O Evangelho segundo Mel Gibson ou A arte de Deus é para qualquer um?
Em comentário ao blog da amiga Renata Férrer (ótima moça, com um futuro jornalístico brilhante à espera, apesar de suas tantas dúvidas), eu disse que o último sujeito que conseguiu aliar arte e religião com respeito e propriedade havia sido o Caravaggio. Um italiano destemperado e encrenqueiro, Caravaggio era franco e queria retratar a verdade da forma que poderia ser vista. Muitas vezes ele foi acusado de querer chocar simplesmente.
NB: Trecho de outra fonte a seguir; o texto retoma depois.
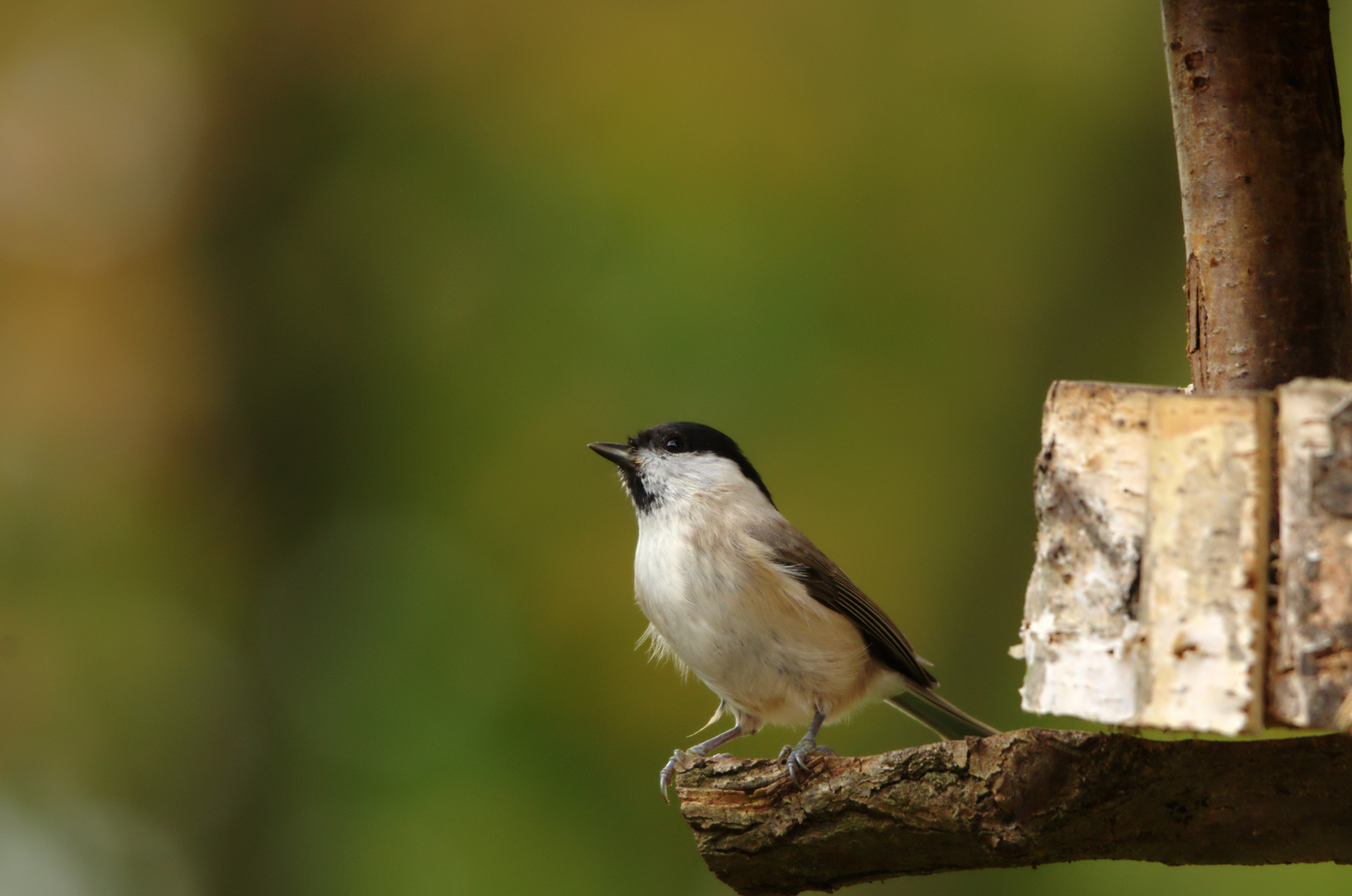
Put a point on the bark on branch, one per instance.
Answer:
(1023, 797)
(1259, 137)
Poderia ser cruel para muitos cristãos ver o dedo de São Tomé na ferida de Cristo. A incredulidade, para Caravaggio, representava algo natural, de pessoas humildes com as testas enrugadas pela surpresa. O pintor morreu em 1610.
Eu não vi "A Paixão de Cristo" e nem pretendo ver. Gosto dos filmes do Mel Gibson (ótimo rapaz, com uma bela carreira de diretor, vide "Homem Sem Face" e "Coração Valente"), mas não gosto de perder meu tempo com besteiras. E, não, não me incomodam as possíveis alusões anti-semitas do filme, afinal todos sabem que foram os judeus, mesmo, que mataram tanto o Homem, quanto o xeque Ahmed Yassim. O problema de "A Paixão de Cristo" é a violência. Minha visão parte de uma percepção coletiva, eu sei, mas não preciso comer jiló para saber que é amargo. Portanto, qualidades e defeitos deixados de lado, sei que o filme apela para cenas de violência e truques dramáticos.
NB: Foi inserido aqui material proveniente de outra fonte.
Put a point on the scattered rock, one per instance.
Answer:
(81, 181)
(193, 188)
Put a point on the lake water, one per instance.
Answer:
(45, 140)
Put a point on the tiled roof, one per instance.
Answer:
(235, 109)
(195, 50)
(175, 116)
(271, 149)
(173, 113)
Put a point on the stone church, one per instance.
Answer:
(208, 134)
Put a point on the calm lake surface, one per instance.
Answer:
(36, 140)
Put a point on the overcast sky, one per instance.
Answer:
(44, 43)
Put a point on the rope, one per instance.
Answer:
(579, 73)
Para explicar tanto sangue, Mel afirma que apenas transpôs para o negativo o que foi escrito com a ajuda do Espírito Santo. Leiam as escrituras, responde o diretor. Era mais ou menos a mesma coisa que alegava Caravaggio ("Disse depois a Tomé: "Põe teu dedo aqui e vê minhas mãos! Estende tua mão e põe-na no meu lado e não sejas incrédulo, mas crê!"" - João, 20, 27).
A diferença está justamente no objetivo dos dois, Mel e Caravaggio. Em "A História da Arte", Gombrich argumenta que nada existe realmente ao que se possa dar o nome de arte. Restam apenas os artistas, diz. Considerando, então, a arte apenas como o fruto de um trabalho de artistas, sem uma definição magnânima, Mel peca a privar o espectador daquilo que mais deveria suscitar a repulsa à obra de Caravaggio. O pintor mostrava a humanidade de santos, raramente usando auréolas na cabeça e sem ar de mártires e super homens. Ele sabia, e como sabia, mostrar a arrogância do anjo, a dúvida penitente de Abraão e o desespero de Isaac.
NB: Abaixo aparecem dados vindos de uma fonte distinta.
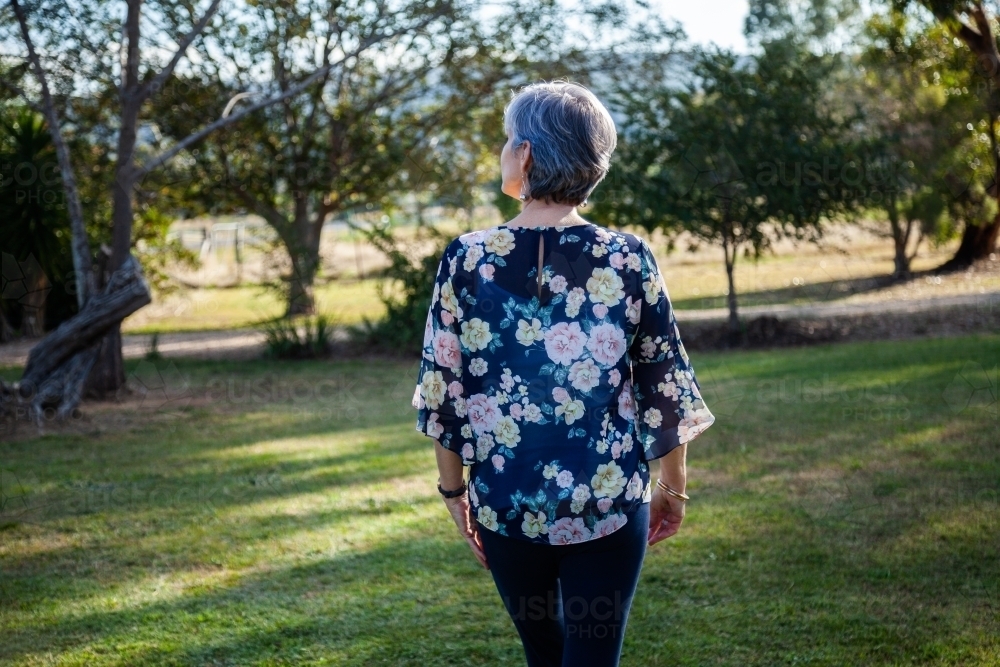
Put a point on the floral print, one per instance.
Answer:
(556, 389)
Já Mel, no filme que eu não vi, relega um papel secundário aos personagens, aqueles que realmente fazem dessa a história mais vendida de todos os tempos. Se Jesus foi crucificado, Judas se enforcou e Pilatos lavou as mãos, isso pouco importa. O que eles representam, isso sim, faz a diferença - tanto para os melhores artistas, quanto para a maioria das religiões.
Desta forma, fazer um filme todo falado em aramaico é deixar bem claro que o cenário é mais importante que os personagens. E, no caso da história da Paixão de Cristo, a única coisa que realmente importa é O personagem. Fazer um filme sobre Ele deixando-O em segundo plano é o maior pecado de Mel Gibson e que ele arda no Inferno por isso.